One of the best techniques for any bodybuilder wanting to build slabs of muscle along with power and strength is the training technique called RPT (Rest Pause Training). The first person to popularize the rest pause technique was the great bodybuilding enthusiasts and inventor of the nautilus machines Arthur Jones and later was further popularized by the lat great Mike Mentzer. The technique works wonders because of the intensity it generates and also the fact that it is so time constructive one can complete a chest workout in 15 minutes or so with this style of training. Mike Mentzer thought so highly of the technique that he stated "Looking back over my career and analyzing my training methods that yielded the best results, i can readily state that rest pause training was one of the most productive".
There are lots of different styles today on using rest pause training. For example Mike Mentzer had his own style while the current style of training Doggcrapp invented by Dante has a really affective style also. This is the general feel for a rest pause set. The bodybuilder performs a set to positive failure he then racks the weight, rests 10 seconds and then performs a second set again to maximum failure on the positive concentric portion of the lift. After the second set the weight is put down and again the bodybuilder rests another 10 seconds and performs another set to positive failure. On the third set the bodybuilders strength will of dramatically reduced because of the intensity of the technique. It is best to go for four sets in the rest pause technique usually shooting for around 3-4 reps on each set. Clearly if one is aiming for 3-4 reps on each set the weight will be fixed at quite a heavy weight (relative to the bodybuilders strength). If the bodybuilder cannot complete the whole 3-4 reps his training partner should assist him in completing the set with forced reps.

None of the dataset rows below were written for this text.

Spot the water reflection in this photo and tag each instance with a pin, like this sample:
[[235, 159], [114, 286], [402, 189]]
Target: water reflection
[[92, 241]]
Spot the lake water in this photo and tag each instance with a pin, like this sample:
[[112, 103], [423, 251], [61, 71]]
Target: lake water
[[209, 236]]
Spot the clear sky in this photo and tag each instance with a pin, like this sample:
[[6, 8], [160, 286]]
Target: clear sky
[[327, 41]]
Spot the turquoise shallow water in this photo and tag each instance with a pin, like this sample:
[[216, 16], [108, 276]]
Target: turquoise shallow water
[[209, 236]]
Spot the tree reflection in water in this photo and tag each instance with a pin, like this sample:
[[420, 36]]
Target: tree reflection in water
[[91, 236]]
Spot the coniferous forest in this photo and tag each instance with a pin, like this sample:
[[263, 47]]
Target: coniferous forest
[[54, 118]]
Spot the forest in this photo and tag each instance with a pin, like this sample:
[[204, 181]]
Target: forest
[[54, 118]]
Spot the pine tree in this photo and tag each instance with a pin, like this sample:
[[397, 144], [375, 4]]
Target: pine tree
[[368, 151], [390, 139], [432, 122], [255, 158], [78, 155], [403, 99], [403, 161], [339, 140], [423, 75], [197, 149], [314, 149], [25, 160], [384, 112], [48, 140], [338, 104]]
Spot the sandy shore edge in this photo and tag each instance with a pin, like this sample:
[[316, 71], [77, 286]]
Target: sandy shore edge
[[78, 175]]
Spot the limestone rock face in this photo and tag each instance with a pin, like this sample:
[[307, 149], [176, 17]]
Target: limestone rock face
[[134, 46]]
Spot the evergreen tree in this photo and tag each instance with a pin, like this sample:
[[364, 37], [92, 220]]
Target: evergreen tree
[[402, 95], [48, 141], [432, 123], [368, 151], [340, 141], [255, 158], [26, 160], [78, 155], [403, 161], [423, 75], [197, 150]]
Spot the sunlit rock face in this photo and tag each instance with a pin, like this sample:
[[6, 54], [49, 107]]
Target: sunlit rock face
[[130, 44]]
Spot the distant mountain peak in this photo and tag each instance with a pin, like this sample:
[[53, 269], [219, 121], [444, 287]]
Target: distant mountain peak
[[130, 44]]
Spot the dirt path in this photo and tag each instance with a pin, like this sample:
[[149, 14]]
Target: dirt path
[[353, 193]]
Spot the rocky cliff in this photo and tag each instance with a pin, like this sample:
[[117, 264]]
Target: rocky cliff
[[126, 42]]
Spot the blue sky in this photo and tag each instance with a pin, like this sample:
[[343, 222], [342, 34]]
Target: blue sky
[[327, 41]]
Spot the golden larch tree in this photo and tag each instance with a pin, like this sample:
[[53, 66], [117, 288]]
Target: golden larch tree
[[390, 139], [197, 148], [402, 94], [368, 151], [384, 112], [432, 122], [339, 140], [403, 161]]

There are many ways of doing the rest pause technique and it really is an awesome technique. Please leave some comments if you want to further discuss the many types of rep ranges and sets one can use during a rest pause set. Be aware that the effort generated during a rest pause set will kill any starting of beginner bodybuilder,. even intermediate bodybuilders will struggle with the intensity and demand this type of technique has on the nervous system.
It is with word of warning that only advanced bodybuilders or those that have been training for around 4 years should try this technique. Because it requires sustained physical and neurological effort that only a highly developed muscle from years of training can produce.
If you do try the technique RPT please listen to your body maybe have 6 weeks on this style of training followed by a week off training. It really is superbly intense, while it is also superb at generating serious muscle gains and magnificent strength gains in the process.